The text of the exhibition tells us that there was a story among the early settlers of the United States that the Shooting Star tends to point west, guiding their journeys on cloudy days (or perhaps just encouraging them to see their westbound destinies echoed by the natural world around them). In some ways, the punchlines of the show are in its condensed and informative labels, which thoughtfully contextualize the flowers among their fellow (and rival) species and in the ways they have entered our world (or we have entered theirs). The pawpaw, for example, is a delicious fruit native to this area but pleasant to eat for such a short time that no stores will carry them; they are the reward of naturalists, professional and amateur. Elsewhere we are told that there are more species of wild orchids in Hamilton County than there are in Hawaii.

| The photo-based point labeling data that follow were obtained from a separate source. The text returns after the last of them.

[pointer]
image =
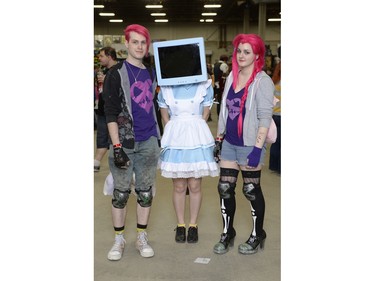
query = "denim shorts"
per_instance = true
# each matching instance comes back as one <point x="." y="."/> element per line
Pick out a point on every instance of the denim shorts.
<point x="143" y="162"/>
<point x="102" y="135"/>
<point x="230" y="152"/>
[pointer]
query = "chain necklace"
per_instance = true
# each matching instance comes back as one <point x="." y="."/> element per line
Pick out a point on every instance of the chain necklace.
<point x="135" y="77"/>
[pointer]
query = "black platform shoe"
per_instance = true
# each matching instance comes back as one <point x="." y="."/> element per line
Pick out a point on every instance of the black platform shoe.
<point x="252" y="244"/>
<point x="180" y="234"/>
<point x="226" y="240"/>
<point x="192" y="235"/>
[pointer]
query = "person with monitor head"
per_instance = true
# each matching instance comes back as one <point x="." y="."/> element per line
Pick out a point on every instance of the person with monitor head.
<point x="134" y="133"/>
<point x="245" y="116"/>
<point x="187" y="147"/>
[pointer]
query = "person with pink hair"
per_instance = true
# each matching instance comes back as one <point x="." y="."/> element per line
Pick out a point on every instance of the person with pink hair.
<point x="245" y="116"/>
<point x="128" y="93"/>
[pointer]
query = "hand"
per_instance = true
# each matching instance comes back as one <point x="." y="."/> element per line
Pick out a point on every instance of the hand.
<point x="217" y="150"/>
<point x="253" y="158"/>
<point x="122" y="160"/>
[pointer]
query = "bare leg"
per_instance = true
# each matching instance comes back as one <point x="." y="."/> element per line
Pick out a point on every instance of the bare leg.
<point x="195" y="198"/>
<point x="143" y="214"/>
<point x="179" y="194"/>
<point x="118" y="216"/>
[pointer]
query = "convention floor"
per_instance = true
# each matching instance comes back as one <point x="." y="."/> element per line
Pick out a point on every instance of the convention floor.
<point x="174" y="261"/>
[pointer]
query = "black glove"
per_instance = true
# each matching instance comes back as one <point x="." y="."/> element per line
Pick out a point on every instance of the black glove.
<point x="122" y="160"/>
<point x="217" y="150"/>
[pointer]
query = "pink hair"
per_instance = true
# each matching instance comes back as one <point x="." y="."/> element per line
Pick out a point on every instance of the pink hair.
<point x="259" y="49"/>
<point x="140" y="30"/>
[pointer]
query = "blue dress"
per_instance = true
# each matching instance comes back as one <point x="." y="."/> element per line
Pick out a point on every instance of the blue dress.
<point x="187" y="143"/>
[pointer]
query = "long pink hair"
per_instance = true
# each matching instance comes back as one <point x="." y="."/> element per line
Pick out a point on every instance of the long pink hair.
<point x="140" y="30"/>
<point x="259" y="49"/>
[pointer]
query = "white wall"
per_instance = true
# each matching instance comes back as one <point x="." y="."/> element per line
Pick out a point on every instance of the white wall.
<point x="210" y="32"/>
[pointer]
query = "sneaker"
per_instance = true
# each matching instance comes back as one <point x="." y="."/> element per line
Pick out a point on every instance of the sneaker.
<point x="180" y="234"/>
<point x="192" y="235"/>
<point x="118" y="247"/>
<point x="226" y="241"/>
<point x="143" y="247"/>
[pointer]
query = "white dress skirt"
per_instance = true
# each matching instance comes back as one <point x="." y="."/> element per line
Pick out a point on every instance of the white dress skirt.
<point x="187" y="143"/>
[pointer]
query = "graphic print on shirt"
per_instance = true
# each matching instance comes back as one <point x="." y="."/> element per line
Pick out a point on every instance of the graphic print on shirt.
<point x="233" y="107"/>
<point x="141" y="94"/>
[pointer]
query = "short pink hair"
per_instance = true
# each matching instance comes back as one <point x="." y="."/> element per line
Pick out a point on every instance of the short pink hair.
<point x="140" y="30"/>
<point x="259" y="49"/>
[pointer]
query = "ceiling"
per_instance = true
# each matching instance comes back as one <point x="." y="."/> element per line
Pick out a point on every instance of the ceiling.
<point x="184" y="11"/>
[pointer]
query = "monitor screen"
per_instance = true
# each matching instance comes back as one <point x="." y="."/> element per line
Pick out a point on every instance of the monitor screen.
<point x="180" y="61"/>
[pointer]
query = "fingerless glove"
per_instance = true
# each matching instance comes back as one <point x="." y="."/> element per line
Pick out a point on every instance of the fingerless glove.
<point x="254" y="157"/>
<point x="121" y="160"/>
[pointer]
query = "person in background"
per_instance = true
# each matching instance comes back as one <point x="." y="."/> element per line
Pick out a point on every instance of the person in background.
<point x="275" y="149"/>
<point x="187" y="149"/>
<point x="107" y="58"/>
<point x="220" y="73"/>
<point x="245" y="116"/>
<point x="132" y="124"/>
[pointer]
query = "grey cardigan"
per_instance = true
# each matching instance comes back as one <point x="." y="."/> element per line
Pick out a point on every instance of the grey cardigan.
<point x="258" y="107"/>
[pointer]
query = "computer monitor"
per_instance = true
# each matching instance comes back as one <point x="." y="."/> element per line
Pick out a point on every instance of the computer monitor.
<point x="179" y="62"/>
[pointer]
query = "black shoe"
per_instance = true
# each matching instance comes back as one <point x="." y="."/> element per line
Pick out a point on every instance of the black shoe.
<point x="192" y="234"/>
<point x="226" y="240"/>
<point x="252" y="244"/>
<point x="180" y="234"/>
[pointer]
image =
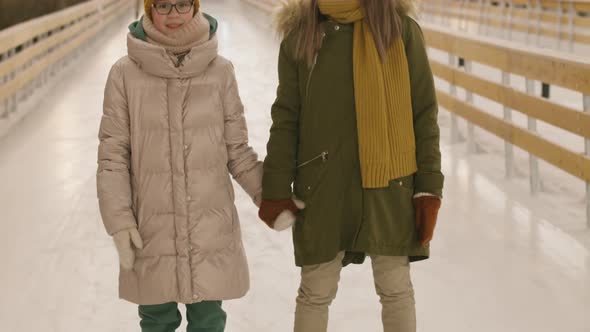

It is fair to say that many of these stories do not end well for the plants. There are species last seen in Ohio in 1837 when their habitats were destroyed by the building of the Miami-Erie Canal. Then there is the story of the swamp milkweed, sometimes known as silkweed, depending on whether you focus on the latex or the seeds. The milk that the plant produces is unpleasant to birds, and thus serves to protect the monarch butterfly caterpillars that feed and shelter there. Milkweed, we are told, used to thrive along fence lines, but as farms grew bigger or were incorporated into subdivisions, fences came down, and with them, the preferred habitat of the adaptable milkweed. And so this miniature show holds our interest, encouraging us to think about both parts of the term “natural history”: it is exemplary about both the nature and the history. Together, they support a range of images which chronicle our early and recent encounters with the flowers around us.